Enhanced Reality: Exploring the Boundaries of Photo Editing

Palmisano gears his work to the particular style a photographer wants, but also to the preferences of the magazine in question. And if he is familiar with a jury, he says, he can optimize a picture to boost its chances of winning an award.

Of course, this isn't something jurors like to hear, which explains the somewhat fraught relationship between 10b and the World Press Photo Award. But ruling out photos because they seem too perfect isn't helpful either, which explains why part of 10b's repertoire is to "enhance" photos to reduce their quality from an objective standpoint. To do this, the company adds typical image errors and simulates graininess. All you have to do is reproduce the effect that a scratch on the lens would have created in a photo, and purist jurors will praise the photographer for not having gone too far with enhancement, Palmisano says with a chuckle.

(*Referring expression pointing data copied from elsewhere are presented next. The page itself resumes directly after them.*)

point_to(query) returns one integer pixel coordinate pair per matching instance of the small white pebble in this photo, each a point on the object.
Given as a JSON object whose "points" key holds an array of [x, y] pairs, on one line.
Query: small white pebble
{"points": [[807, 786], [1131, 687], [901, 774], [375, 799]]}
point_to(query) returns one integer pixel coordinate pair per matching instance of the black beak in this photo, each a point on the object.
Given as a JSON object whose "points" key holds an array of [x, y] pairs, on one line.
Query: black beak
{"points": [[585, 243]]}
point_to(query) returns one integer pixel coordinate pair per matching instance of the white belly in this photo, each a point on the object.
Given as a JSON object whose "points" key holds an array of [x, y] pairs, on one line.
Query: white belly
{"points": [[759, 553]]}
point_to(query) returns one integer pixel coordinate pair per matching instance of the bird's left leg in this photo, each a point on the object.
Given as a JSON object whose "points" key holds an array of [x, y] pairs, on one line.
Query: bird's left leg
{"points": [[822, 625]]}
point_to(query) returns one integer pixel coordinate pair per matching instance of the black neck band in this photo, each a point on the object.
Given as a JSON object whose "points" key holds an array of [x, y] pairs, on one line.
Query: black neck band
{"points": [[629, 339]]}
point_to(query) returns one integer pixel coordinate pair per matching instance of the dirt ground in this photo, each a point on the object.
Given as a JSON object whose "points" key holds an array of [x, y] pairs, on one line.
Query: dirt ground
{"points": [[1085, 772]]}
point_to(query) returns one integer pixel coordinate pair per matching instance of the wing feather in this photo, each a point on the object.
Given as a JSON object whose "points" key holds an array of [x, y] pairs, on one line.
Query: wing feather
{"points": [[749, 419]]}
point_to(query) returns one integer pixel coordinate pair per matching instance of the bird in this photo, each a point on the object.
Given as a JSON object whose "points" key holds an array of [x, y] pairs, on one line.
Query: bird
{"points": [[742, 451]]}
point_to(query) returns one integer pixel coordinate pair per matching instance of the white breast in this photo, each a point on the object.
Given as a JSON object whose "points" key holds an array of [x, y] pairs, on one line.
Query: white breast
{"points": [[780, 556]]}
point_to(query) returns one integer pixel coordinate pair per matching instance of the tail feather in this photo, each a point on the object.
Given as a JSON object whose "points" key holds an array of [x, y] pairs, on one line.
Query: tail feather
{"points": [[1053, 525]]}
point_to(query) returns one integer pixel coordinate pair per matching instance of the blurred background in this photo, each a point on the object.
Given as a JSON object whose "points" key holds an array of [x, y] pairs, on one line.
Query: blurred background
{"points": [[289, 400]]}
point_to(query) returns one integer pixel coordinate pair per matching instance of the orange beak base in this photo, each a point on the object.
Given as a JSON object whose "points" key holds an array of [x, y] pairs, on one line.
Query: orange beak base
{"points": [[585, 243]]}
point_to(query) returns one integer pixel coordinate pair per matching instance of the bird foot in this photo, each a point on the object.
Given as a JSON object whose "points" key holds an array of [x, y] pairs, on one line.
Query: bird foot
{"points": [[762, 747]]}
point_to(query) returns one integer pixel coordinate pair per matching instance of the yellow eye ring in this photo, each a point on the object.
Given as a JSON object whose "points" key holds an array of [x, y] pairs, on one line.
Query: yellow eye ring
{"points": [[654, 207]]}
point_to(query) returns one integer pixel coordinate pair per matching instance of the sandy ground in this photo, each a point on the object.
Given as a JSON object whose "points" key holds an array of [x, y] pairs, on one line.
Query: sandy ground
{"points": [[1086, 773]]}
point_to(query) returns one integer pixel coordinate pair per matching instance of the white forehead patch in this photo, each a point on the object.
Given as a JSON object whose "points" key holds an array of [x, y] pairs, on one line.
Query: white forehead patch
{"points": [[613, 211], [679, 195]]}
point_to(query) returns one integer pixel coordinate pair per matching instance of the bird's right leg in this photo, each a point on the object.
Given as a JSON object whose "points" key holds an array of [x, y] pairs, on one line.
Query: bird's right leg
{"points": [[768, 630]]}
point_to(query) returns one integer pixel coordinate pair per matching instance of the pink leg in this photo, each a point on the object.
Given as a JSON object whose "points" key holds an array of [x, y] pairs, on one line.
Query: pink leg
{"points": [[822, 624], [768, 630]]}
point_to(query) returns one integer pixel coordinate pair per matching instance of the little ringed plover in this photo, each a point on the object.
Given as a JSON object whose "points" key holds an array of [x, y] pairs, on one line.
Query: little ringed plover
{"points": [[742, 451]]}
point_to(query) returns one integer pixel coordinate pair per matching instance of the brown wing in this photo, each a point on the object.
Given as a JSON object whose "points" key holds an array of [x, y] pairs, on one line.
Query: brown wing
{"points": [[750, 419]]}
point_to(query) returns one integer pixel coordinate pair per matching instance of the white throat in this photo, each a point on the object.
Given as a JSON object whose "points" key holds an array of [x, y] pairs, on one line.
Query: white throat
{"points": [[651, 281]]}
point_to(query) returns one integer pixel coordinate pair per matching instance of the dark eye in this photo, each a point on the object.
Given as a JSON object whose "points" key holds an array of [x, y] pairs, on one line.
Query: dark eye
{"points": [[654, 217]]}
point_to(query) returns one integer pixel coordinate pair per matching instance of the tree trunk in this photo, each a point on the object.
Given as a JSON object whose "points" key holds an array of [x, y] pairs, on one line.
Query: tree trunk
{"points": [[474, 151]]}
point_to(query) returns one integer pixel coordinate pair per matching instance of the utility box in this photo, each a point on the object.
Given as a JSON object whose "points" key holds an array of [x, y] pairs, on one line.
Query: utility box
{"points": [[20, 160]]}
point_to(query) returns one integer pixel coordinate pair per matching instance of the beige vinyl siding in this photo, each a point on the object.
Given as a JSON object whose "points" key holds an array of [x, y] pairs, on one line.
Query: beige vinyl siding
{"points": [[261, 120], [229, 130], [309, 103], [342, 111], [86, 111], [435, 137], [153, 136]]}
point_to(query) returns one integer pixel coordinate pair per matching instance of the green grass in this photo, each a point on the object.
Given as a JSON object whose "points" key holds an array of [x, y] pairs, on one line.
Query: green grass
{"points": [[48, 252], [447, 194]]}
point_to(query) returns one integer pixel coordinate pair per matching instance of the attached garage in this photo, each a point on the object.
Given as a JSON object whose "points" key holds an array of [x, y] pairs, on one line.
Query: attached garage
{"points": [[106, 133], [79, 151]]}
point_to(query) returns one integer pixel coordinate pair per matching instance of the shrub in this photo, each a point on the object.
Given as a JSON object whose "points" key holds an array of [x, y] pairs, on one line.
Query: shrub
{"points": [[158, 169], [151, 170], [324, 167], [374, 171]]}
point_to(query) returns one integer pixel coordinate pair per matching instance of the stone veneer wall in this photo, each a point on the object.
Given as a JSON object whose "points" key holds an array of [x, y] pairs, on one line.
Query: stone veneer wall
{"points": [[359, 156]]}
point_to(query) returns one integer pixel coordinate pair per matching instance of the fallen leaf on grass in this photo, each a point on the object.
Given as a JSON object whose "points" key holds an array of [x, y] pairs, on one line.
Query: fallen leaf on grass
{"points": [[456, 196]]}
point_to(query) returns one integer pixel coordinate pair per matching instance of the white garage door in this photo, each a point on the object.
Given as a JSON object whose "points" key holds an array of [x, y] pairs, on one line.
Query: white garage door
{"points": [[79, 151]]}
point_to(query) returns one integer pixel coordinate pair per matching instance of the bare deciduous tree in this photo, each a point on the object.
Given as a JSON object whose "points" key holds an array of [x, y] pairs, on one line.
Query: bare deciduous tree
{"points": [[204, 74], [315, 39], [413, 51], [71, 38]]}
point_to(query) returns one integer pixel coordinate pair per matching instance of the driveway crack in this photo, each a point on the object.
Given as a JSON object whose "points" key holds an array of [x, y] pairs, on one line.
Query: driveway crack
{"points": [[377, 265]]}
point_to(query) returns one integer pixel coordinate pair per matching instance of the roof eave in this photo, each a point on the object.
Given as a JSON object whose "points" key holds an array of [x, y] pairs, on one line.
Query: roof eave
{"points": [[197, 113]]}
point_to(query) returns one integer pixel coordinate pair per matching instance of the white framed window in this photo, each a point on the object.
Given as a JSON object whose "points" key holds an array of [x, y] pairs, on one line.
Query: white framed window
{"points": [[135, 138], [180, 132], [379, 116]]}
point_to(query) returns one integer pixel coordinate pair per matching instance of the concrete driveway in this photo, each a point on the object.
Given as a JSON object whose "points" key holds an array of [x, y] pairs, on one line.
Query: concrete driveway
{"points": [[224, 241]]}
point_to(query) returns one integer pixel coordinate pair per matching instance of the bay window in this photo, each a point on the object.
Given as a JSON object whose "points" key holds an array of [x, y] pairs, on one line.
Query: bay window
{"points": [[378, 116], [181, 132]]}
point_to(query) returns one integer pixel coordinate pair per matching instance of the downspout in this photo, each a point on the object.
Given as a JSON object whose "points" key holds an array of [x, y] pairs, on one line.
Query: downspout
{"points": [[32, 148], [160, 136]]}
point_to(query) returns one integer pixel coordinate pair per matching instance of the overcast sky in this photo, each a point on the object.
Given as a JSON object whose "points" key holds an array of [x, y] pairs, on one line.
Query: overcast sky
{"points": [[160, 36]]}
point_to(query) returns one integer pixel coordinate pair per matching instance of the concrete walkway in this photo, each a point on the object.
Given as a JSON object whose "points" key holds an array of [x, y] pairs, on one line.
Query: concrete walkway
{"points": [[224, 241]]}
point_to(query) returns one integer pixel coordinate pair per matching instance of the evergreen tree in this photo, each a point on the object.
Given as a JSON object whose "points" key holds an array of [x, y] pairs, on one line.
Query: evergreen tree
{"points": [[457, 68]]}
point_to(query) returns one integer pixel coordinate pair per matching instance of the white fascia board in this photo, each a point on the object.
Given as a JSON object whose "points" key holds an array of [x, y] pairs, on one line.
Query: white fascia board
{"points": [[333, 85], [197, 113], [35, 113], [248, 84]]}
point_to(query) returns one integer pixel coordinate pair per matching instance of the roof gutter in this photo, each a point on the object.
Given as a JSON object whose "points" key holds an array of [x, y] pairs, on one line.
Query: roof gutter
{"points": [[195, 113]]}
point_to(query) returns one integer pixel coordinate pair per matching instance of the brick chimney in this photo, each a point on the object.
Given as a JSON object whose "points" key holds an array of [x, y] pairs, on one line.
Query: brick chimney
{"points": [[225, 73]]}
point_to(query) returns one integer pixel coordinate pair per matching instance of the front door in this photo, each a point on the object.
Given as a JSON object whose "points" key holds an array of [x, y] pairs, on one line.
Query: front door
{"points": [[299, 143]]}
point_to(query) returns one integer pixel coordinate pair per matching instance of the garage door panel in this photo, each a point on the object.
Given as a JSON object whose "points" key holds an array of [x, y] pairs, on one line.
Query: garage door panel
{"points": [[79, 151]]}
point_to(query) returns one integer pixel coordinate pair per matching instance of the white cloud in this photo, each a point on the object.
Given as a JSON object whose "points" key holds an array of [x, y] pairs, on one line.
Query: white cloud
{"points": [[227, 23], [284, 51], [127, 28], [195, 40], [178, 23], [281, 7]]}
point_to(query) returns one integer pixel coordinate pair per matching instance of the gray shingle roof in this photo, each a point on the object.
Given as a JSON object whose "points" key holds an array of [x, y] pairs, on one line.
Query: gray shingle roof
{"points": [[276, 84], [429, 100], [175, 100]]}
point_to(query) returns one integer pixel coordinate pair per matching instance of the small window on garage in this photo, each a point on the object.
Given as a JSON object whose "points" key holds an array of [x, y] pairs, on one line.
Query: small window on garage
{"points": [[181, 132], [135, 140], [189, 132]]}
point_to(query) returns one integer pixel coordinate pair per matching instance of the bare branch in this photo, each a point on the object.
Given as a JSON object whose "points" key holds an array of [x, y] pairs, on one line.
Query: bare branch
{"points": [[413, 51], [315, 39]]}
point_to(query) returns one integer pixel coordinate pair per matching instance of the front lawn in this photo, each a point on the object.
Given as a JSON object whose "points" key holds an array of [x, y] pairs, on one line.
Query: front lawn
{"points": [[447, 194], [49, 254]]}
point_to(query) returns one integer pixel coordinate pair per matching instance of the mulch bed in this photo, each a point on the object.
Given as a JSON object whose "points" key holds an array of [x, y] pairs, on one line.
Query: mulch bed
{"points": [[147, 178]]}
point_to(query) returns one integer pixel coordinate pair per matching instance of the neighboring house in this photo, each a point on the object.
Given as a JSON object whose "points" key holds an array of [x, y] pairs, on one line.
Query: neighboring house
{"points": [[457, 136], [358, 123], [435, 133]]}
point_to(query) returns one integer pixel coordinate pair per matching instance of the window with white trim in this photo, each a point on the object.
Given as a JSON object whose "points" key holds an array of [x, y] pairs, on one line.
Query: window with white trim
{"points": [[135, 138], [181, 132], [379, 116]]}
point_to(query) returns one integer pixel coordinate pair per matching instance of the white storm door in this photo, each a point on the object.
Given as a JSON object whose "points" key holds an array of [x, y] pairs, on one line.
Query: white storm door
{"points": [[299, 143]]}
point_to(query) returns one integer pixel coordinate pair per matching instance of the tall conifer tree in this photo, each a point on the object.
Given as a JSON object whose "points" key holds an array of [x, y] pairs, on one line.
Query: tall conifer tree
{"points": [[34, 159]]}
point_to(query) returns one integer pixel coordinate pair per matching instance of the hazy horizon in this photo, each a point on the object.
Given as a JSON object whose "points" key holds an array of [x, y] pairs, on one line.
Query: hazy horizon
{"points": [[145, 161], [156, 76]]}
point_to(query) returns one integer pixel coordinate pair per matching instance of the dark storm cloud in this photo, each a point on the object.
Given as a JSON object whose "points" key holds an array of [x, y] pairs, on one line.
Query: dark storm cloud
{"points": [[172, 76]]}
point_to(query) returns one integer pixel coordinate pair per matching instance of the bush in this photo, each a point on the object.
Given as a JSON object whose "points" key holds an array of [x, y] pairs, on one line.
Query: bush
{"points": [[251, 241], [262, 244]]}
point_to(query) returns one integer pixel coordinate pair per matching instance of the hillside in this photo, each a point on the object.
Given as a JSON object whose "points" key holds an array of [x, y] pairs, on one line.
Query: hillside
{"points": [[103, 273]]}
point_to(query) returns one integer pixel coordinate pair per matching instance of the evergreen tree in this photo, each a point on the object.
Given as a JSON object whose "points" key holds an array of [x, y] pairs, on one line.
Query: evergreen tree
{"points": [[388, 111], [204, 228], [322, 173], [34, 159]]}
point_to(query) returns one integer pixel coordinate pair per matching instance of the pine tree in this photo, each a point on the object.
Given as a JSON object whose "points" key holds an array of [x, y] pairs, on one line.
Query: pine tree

Ironically, the magic of Photoshop makes it possible to edit photos to look as if they had not been edited with Photoshop. Palmisano believes that in the future photographers will increasingly emphasize authenticity by using post-processing to make their images look less perfect than if they had been taken with a digital camera. The worse a spectacular photo looks, the more genuine it feels.

When Paul Hansen took his picture in the Gaza Strip, another photographer was nearby. His photo must have been taken in almost the same location and at almost the same time, but it is an ordinary-looking news photo. It lacks the perfect cropping, the magical light and the debate over authenticity, but it also lacks the resonance and sympathy of Hansen's image.

Hansen says that he wants to achieve good things with his work. Perhaps an ordinary news photo wouldn't have been enough for that.